1647.  R. Stapylton, Juvenal, 250, note. A coate of Armes cut in a pretious Sardonix stone.

128

a. 1649.  Drumm. of Hawth., Hist. Jas. V., Wks. 81. Lyon king of arms is directed to him, to acquaint him with their proceedings.

129

1671.  F. Philipps, Reg. Necess., 468. Mr. William Dugdale, Norroy King at Armes.

130

1808.  Scott, Marm., IV. vii.

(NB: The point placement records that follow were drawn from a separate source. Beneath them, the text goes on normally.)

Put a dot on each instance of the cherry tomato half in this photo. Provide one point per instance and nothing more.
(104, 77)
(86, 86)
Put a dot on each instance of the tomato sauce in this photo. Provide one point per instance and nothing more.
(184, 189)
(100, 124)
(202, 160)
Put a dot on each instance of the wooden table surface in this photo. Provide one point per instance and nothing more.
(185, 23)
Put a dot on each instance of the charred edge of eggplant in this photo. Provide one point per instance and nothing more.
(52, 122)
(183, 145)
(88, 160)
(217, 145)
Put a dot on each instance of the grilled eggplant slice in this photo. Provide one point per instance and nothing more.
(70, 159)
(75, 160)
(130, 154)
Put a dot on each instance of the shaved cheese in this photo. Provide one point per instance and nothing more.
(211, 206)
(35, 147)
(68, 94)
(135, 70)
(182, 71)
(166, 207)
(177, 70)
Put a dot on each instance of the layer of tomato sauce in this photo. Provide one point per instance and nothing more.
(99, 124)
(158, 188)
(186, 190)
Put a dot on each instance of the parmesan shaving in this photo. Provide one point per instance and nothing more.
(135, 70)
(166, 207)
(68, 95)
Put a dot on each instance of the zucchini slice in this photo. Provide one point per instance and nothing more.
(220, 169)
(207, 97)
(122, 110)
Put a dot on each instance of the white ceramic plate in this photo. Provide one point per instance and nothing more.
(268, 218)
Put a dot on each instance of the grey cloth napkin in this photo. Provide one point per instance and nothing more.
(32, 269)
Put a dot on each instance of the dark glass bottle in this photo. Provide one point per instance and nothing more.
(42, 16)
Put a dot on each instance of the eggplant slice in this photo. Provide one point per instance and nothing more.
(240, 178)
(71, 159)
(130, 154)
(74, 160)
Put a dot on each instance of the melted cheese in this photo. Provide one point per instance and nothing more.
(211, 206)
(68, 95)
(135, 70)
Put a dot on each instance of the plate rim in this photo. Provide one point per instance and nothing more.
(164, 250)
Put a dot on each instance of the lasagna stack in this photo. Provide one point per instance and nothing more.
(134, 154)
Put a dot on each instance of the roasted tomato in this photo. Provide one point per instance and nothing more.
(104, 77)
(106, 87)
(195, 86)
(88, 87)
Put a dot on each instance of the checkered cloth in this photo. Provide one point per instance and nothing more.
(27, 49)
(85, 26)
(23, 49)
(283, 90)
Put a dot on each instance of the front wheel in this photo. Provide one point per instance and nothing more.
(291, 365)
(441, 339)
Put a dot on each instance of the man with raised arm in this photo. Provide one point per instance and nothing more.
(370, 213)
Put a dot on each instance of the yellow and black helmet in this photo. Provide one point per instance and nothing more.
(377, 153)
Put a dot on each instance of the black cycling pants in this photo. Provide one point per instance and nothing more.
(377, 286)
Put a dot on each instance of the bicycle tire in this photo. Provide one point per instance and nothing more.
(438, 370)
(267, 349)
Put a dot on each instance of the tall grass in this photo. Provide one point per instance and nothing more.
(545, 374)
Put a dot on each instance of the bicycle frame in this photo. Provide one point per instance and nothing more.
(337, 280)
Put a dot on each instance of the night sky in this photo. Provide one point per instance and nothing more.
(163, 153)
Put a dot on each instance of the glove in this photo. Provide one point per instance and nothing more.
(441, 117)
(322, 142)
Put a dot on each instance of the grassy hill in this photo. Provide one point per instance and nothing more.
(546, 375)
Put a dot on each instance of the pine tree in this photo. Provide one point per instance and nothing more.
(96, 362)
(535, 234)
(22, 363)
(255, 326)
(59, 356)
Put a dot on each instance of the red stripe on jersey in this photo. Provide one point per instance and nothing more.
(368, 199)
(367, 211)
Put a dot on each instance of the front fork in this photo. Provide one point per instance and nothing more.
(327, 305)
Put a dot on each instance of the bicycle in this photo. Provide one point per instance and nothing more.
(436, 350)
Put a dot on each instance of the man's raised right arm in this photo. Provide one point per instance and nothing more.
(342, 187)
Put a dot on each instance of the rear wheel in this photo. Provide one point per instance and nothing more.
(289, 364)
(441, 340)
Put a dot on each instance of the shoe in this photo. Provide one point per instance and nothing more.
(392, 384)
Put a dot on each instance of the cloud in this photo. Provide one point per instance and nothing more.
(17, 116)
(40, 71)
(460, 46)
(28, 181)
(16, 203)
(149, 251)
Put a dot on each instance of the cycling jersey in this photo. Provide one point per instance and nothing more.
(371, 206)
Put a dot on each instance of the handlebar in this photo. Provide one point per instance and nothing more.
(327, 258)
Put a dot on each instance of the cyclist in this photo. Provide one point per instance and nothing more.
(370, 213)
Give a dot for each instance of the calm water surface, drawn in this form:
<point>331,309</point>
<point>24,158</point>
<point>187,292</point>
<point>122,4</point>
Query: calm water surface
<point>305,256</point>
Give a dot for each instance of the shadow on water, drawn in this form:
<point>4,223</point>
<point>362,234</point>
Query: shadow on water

Sir David Lindesay of the Mount, Lord Lion king-at-arms.

131

  V.  Comb. and Attrib. in sense I, as arms-bearing, arm-chest, -rack; in sense IV, as arms-painter.

132

1639.  Fuller, Holy War, V. xix. (1840), 274. Employ all their arms-bearing people in their martial service.

133

1678.  Butler, Hud., III. i. 142. Upon their sharing In any prosperous arms-bearing.

134

1827.  Gentl. Mag., XCVII. II. 51. One Lilly an armes-painter and pedigree maker.

135

1823.  Byron, Island, II. xx. As when the arm-chest held its brighter trust.

136

1844.  Regul. & Ord. Army, 337. To prevent the arm-racks being damaged.